Böyle her gün bana gelmektense,
Yılda bir, kendine gelsen ne olur?
YOLCUDUR ABBAS, BAĞLASAN DURMAZ!..
Malatya Turgut Özal Üniversitesi rektörlüğünde de, bir dönem “nihayete” ermek üzere. Rektör Aysun Bay Karabulut, TBMM’de kendisiyle ilgili yukarıdan gelecek bir soru karşısında, “olumlu” cevaplar versinler diye; Malatyalı milletvekilleri arasında adeta “mekik” dokuyor. Hatta edindiğim bilgilere göre, hakkında ne kadar olumsuzluk varsa, o muvacehede kendince cevaplar oluşturup; “günah çıkartma” gayretine girişmiş. “Başarılı oluyor mu?” diye soracak olursanız, “Hayır” derim.

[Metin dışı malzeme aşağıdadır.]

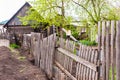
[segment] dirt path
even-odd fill
[[[17,57],[15,57],[17,56]],[[0,47],[0,80],[47,80],[44,73],[25,57]]]

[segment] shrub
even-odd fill
[[[87,46],[96,46],[97,43],[95,41],[88,41],[88,40],[80,40],[80,43],[82,43],[83,45],[87,45]]]
[[[13,49],[17,49],[17,48],[20,48],[19,45],[13,43],[13,44],[10,44],[10,47],[13,48]]]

Kamuoyunda, rektör Aysun Bay Karabulut’un “gideceğine”, kesin gözüyle bakılıyor. O yüzden rektör adaylarının “iştahı”, kabarmış durumda. İsmi bende mahfuz bir çok rektör adayı var. İsmi ayyuka çıkan rektör adayları ise, şimdilik İnönü üniversitesi Fen ve Edebiyat bölümünde görev yapan Prof. Dr. İlhan İçen ile, daha önce Turgut Özal Üniversitesi’nde rektör yardımcılığı yapan Prof. Dr. Ahmet Bedri Özer. Bu kişilerin rektör adayı olacaklarını duymayan kalmadı.

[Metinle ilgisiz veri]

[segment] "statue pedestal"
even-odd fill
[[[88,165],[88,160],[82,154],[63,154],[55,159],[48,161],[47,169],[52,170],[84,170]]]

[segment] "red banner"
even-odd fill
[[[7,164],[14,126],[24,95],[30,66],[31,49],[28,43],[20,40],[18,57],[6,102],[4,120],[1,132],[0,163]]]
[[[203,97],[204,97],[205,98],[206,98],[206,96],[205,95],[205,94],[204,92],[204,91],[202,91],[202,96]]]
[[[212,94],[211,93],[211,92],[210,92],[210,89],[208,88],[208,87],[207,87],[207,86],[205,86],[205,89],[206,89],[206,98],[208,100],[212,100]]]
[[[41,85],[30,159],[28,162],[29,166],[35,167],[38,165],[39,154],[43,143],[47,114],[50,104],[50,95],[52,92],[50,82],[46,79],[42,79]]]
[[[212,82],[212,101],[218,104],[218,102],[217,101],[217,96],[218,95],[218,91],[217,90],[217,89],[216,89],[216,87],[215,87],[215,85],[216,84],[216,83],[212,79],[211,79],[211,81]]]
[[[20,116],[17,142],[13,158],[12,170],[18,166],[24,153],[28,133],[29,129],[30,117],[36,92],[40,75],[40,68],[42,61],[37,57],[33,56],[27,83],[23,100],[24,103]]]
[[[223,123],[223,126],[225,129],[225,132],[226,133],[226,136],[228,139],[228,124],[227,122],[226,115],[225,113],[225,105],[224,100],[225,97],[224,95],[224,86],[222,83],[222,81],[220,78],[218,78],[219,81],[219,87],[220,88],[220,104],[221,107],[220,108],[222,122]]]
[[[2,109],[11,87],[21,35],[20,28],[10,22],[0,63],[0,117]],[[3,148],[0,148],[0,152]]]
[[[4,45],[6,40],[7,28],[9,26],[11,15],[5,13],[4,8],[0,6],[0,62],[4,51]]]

“KARABULUTLAR” MAHKEMEDEN “RET” YEDİ!..
Geçtiğimiz hafta Malatya 6’ıncı asliye hukuk mahkemesinde, Turgut Özal Üniversitesi rektörü Aysun Bay Karabulut ile eşi Ercan Karabulut’un “müşteki”, benim de “sanık” olarak yargılandığım dava, “ret” kararıyla sonuçlandı. “Karabulutlar” 100 bin lira manevi tazminat istiyordu. Davanın “reddedilmesi” şu anlama geliyor;
-Müşteki Aysun Bay Karabulut ve eşi aile nüfuzlarını, siyasi nüfuzlarını ve bilhassa rektör hanım bulunduğu kurumun tüzel değerini kullanarak olayı manipüle ediyor.

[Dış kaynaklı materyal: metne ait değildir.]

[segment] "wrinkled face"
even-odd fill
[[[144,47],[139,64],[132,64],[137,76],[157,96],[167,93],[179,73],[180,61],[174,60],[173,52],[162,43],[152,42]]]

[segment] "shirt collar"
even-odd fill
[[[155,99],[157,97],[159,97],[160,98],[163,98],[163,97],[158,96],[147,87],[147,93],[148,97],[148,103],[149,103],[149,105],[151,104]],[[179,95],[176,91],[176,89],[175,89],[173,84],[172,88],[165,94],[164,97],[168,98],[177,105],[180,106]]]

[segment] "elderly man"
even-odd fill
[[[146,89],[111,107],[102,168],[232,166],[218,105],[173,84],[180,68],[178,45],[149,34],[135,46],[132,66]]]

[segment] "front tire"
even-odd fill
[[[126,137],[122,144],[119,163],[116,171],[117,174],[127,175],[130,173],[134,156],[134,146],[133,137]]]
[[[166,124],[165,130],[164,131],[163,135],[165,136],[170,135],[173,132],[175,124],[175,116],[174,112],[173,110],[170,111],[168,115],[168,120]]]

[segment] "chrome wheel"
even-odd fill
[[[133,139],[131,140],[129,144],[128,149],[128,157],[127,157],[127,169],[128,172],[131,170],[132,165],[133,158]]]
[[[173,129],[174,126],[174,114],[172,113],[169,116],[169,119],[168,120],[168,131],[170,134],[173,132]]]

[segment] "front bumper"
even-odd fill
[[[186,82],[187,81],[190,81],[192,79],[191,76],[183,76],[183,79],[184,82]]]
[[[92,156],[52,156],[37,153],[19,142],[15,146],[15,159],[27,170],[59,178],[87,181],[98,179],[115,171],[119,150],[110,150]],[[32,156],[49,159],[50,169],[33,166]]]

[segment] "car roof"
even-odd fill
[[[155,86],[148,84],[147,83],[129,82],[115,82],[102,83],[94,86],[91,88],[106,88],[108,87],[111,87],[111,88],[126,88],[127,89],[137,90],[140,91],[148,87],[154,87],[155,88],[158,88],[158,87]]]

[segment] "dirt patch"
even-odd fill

-Ortada herhangi bir hakaret yoktur.
-Karabulut ailesi “haksız” ve “orantısız” bir kazanç elde etmişler.
ACEMİLİK Mİ, FECAAT Mİ?..
MİAD sevgi evlerinde kalan çocuklar için yapılan sünnet şöleninde, “sunum” yapan arkadaş, ortamdaki bütün siyasilere “söz” hakkı verdi. Söz verilmeyen tek isim ise, Yeşilyurt Belediye Başkanı Mehmet Çınar oldu. Her sade vatandaş gibi, benim de dikkatimi çeken bu hususta, iki kelam etmem gerekirse, şöyle yorumlarım: “Sunum yapan arkadaş Mehmet Çınar’a söz hakkı vermeyi unuttuysa “acemilik”, kasten söz hakkı vermediyse de “fecaat” yapmıştır.”
FİSKOS MASASI
Fakir fukaraya aylık “100” lira “bedel” mukabilinde satılması planlanan evler, illegal bir şekilde “fuhuş” ve “uyuşturucu” merkezleri olarak kullanılıyor. Vali Ali Kaban döneminde, yaklaşık 250 adet boşaltılan bu evler, Vali Aydın Baruş’un gelmesiyle durduruldu. Milletvekilleri ve bir il başkanı evlerini bu şekilde kullanan bazı isimlerin, “rahatsız” edilmemesi için, bir “dernek” başkanını aradı. Ali Kaban, sırf bu yüzden merkeze çekildi. Şu anda da, bu şekilde kullanılan bine yakın ev var.
Dedik ya “Fiskos Masası”. Biz fısıltıları aktaralım da, ilgililer ne yapılması gerektiğini bizden iyi bilirler.